UPDATE--Fortinet has released a firmware update that fixes a critical, pre-authentication remote code execution vulnerability in its FortiGate security appliances when the SSL VPN module is enabled.
The details of the vulnerability (CVE-2023-27997) became public on Monday when the company published an advisory and blog post analyzing the bug and exploit. On Friday, Fortinet released fixed firmware versions to address the bug. All of the current versions of FortiOS are affected by the vulnerability, and the fixed versions are 6.0.17, 6.2.15, 6.4.13, 7.0.12, and 7.2.5.
"As mentioned in the advisory, we detected this issue in the wild and were able to collect a sample of the malware along with related network traffic. The malware was a variant of a generic Linux implant customized for FortiOS," Fortinet researchers said in the blog post.
"The suspicious binary was located at /data/lib/libips.bak. This file may be masquerading as a component of Fortinet’s IPS Engine, located at /data/lib/libips.so. The file /data/lib/libips.so was present, but with a zero file size."
Two French offensive security researchers discovered the vulnerability and reported it to Fortinet. The company did not call out the vulnerability specifically in the firmware release, but the researchers who discovered the bug said on Twitter that it had been patched, and other researchers had compared the vulnerable and patched firmware releases and identified the vulnerability.

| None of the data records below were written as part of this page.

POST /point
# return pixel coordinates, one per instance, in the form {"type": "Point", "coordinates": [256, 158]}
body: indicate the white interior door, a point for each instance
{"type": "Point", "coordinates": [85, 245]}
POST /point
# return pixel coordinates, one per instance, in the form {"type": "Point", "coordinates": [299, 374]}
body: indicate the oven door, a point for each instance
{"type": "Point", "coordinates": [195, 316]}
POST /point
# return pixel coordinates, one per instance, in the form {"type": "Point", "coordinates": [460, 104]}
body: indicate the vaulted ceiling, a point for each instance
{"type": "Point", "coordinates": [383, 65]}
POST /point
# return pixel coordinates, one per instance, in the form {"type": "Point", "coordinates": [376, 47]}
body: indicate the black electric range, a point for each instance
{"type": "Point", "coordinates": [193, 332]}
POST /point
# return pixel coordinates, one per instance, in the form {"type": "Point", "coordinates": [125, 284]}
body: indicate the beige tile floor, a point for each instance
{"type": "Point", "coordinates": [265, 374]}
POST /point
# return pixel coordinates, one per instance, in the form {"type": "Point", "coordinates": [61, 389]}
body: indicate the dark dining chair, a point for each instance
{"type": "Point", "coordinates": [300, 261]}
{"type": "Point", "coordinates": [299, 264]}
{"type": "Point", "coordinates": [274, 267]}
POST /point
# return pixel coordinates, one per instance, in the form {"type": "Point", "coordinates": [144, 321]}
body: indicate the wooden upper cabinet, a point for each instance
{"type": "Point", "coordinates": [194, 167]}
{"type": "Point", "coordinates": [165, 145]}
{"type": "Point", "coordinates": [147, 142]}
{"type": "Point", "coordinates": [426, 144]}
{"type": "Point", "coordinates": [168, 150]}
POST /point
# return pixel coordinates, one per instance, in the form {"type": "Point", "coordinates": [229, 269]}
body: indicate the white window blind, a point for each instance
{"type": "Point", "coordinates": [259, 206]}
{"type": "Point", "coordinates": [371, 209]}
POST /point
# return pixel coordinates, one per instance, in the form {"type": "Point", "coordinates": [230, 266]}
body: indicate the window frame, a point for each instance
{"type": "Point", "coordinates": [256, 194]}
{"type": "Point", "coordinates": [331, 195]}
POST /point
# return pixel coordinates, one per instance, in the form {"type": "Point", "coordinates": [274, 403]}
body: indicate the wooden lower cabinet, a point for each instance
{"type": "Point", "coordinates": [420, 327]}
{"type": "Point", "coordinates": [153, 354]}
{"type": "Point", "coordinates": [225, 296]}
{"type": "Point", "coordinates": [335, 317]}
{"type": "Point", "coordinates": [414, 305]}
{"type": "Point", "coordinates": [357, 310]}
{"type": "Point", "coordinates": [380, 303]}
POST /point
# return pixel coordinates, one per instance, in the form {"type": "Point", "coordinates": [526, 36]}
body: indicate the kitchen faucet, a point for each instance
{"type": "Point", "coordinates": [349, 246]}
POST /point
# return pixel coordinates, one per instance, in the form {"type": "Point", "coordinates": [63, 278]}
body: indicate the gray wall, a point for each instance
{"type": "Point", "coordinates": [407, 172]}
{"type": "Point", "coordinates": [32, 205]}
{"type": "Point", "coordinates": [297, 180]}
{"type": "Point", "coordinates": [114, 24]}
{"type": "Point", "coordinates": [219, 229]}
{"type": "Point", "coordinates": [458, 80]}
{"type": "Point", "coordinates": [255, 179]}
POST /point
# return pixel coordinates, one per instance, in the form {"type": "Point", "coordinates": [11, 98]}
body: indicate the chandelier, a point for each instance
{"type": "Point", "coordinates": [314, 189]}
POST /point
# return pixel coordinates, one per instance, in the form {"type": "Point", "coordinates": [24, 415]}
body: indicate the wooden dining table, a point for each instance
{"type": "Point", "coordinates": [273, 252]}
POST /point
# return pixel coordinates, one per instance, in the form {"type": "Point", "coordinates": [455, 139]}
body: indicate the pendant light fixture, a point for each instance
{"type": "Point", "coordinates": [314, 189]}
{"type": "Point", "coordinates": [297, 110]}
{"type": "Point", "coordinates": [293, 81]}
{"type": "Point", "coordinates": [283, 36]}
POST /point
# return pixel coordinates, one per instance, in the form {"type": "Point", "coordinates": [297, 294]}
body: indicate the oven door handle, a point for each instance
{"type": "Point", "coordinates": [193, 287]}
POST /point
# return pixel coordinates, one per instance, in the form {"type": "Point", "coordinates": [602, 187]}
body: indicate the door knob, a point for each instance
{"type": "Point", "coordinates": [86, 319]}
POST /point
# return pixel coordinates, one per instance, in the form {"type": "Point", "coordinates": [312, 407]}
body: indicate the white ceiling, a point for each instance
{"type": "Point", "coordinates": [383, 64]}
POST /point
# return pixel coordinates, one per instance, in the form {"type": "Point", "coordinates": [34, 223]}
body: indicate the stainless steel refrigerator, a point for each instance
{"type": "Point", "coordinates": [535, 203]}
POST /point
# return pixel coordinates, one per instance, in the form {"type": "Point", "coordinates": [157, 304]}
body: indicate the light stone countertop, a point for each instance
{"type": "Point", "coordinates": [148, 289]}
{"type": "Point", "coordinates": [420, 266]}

"We discovered a heap overflow bug on the internet-facing interface of the VPN. This vulnerability, which is reachable without authentication, can be leveraged to get remote code execution on Fortigate instances. The bug is located on the web interface that allows users to authenticate to the VPN. This interface is, by design, internet-facing. If we hit the path /remote/hostcheck_validate, we can send an HTTP parameter named enc, through GET or POST. The parameter, which does not seem to be much used now, seems to be an old way for Fortigate to forward HTTP parameters across requests," Charles Fol, one of the researchers from Lexfo, who discovered the flaw, said in a post.
This bug is somewhat reminiscent of one that Fortinet researchers discovered being exploited in the wild late last year. That vulnerability (CVE-2023-42475) is a heap buffer overflow in the SSLVPNd component and soon after the initial advisory came out in December, attackers began targeting vulnerable appliances. Other Fortinet vulnerabilities also have been popular targets for attackers, thanks to the large install base for the company’s products and the potential for gaining a serious foothold in an enterprise network.
The new vulnerability is only present when the SSL VPN functionality is enabled on the FortiGate appliances.
This story was updated on June 13 to add context from the Fortinet advisory and the Lexfo analysis.